В это же мгновенье лагерь как будто сошёл с ума: завыла сирена, тревожный голос объявил через усилители, стоявшие возле каждого барака: «Тревога! Тревога! В лагере обнаружен луч молитвы! Объявляется поголовный обыск!»
Оторопевших рабов со всех сторон окружили толпы покемонов. Они появились совершенно неожиданно, как будто из воздуха. Услышав звук сирены, Ваня автоматически засунул фонарик за щёку, поэтому, когда покемоны окружили его, луча, исходившего от фонарика, уже не было. Раба барака №1 осмотрели, прощупали, и, ничего не обнаружив, перекинулись на следующего. Рядом тут же появился газовый Гарри. Он пристально посмотрел в глаза душе, принёсшей ему гран-при, но ничего не сказал. Ваня понял, что газовый хозяин, ослеплённый светом Ангела, ничего не видел и не слышал, поэтому и не знает ни о фонарике, ни о том, что говорил ему Ангел, а сгусток-Гарри не сводил со своего раба испытующего взгляда, полного ненависти.

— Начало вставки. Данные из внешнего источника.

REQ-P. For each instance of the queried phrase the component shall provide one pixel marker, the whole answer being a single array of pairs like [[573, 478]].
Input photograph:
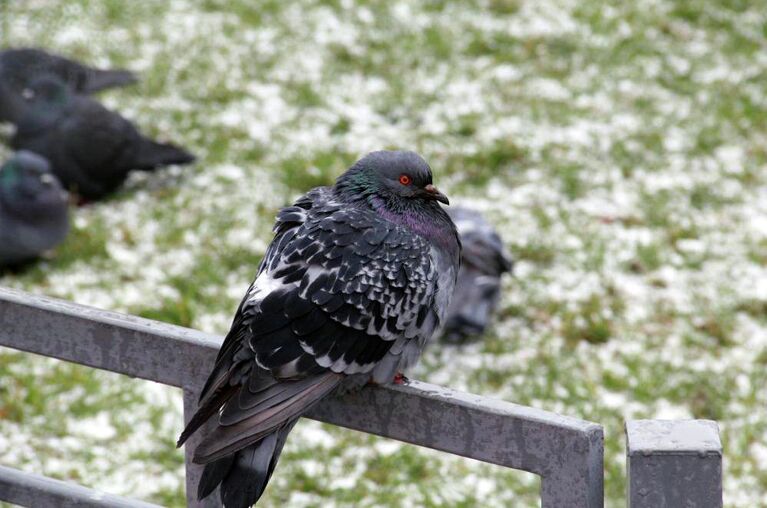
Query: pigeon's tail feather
[[152, 155], [244, 475], [101, 79], [207, 409]]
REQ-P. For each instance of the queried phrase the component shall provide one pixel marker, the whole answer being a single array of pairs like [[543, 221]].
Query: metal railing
[[566, 452], [669, 463]]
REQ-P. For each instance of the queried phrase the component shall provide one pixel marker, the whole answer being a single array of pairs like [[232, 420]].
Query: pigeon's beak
[[433, 193]]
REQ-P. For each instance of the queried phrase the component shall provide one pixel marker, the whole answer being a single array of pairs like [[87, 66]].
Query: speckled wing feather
[[339, 291]]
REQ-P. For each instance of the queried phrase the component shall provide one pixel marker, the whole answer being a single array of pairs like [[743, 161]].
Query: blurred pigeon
[[90, 148], [483, 261], [355, 282], [33, 209], [19, 67]]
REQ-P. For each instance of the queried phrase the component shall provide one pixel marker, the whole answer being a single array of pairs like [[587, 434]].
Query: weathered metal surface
[[566, 452], [673, 463], [129, 345], [29, 489]]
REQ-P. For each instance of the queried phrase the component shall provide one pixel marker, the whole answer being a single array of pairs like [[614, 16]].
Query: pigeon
[[483, 261], [19, 67], [356, 280], [91, 148], [33, 209]]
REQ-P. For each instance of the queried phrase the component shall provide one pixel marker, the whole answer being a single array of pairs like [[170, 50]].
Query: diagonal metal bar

После тревоги передвижение рабов продолжилось под усиленным конвоем из хозяев и покемонов. Сгусток-Гарри шёл рядом с Ваней, не спуская с него огненных глаз, а Ваня всё время боролся с самим собой, чтобы не произнести хотя бы мысленно спасительные слова. Он боялся, что сгусток может прочитать его мысли. Как он ни старался, но мысль с этими удивительными словами «помоги, мама» всё-таки вырвалась из плена его ослабленной воли. Ваня вздрогнул и с опаской посмотрел на газового Гарри. Сгусток никак не отреагировал.

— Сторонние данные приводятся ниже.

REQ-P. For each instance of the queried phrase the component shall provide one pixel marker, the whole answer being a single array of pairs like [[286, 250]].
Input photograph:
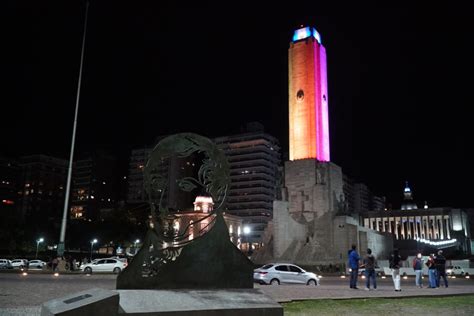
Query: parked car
[[378, 271], [278, 273], [19, 263], [104, 265], [37, 264], [5, 264]]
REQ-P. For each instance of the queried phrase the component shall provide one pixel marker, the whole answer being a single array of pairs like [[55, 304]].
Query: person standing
[[431, 271], [395, 266], [440, 264], [418, 267], [354, 265], [369, 264]]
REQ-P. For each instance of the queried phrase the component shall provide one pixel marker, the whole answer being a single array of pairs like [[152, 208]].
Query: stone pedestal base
[[91, 302], [248, 302]]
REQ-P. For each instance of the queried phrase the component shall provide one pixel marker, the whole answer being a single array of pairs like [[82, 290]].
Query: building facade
[[41, 202], [94, 186], [254, 159]]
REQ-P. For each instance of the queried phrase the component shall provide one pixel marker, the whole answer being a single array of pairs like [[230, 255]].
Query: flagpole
[[62, 236]]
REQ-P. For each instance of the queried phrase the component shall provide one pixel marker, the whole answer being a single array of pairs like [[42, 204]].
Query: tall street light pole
[[62, 236], [37, 245]]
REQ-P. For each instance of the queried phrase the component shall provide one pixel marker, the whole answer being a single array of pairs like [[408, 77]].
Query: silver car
[[5, 264], [278, 273], [104, 265]]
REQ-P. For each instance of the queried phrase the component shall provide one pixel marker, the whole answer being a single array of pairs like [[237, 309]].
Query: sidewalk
[[285, 293]]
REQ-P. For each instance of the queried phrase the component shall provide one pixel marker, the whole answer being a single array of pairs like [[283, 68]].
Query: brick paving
[[24, 295], [286, 293]]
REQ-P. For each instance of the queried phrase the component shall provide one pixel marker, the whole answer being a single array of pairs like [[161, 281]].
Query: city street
[[30, 291]]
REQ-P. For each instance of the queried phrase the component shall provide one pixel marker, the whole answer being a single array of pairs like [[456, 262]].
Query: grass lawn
[[446, 306]]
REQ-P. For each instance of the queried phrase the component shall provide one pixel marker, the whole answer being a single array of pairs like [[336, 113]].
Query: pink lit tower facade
[[311, 222], [308, 96]]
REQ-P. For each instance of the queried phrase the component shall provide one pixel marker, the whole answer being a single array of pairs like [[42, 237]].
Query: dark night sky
[[400, 85]]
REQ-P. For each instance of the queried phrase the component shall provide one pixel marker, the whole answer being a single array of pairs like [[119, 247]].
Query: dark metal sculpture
[[170, 259]]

«Он не может читать мои мысли, – с облегчением выдохнул Ваня. Ему очень захотелось ещё раз произнести про себя эти чудесные слова, но он остановил свою мысль на первом же слоге. – А вдруг луч появится из-под щеки? – со страхом подумал он. – Если это произойдёт сейчас, когда этот злобный «герой дня» не сводит с меня своих мерзких глаз, мне – конец».

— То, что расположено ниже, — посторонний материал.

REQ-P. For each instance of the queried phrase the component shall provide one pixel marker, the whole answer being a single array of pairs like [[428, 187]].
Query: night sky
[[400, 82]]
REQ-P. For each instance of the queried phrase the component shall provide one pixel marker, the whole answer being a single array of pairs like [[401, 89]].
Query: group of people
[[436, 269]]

– Стоять! – окрик покемона вернул его в плачевную реальность.
Голос этого лагерного надзирателя был настолько противен, что не было подходящих слов для его описания.
Ваню снова сильно ударили по голове, после чего он опять всё забыл. Теперь он стоял перед тяжелой, устрашающей всем своим видом дверью, на которой было написано: «Барак №1». Последнее, что услышала бедная Ванина душа до того, как тяжёлая дверь захлопнулась за ней, были слова сгустка-Гарри:
– Отсюда тебя никто не вымолит. Даже твоя православная мать.
Когда огромная тяжёлая дверь со скрипом захлопнулась, Ваня с ужасом понял, что барак этот совсем не похож на бараки, которые могло нарисовать его воображение. Он ожидал увидеть ряд пусть плохих, но кроватей, каких-то людей, но здесь ничего этого не было. То, что окружало его, было, скорее, похоже на храм, только в тех местах, где должны были быть иконы, зияли чёрные зеницы дыр, от которых веяло сковывающим душу холодом.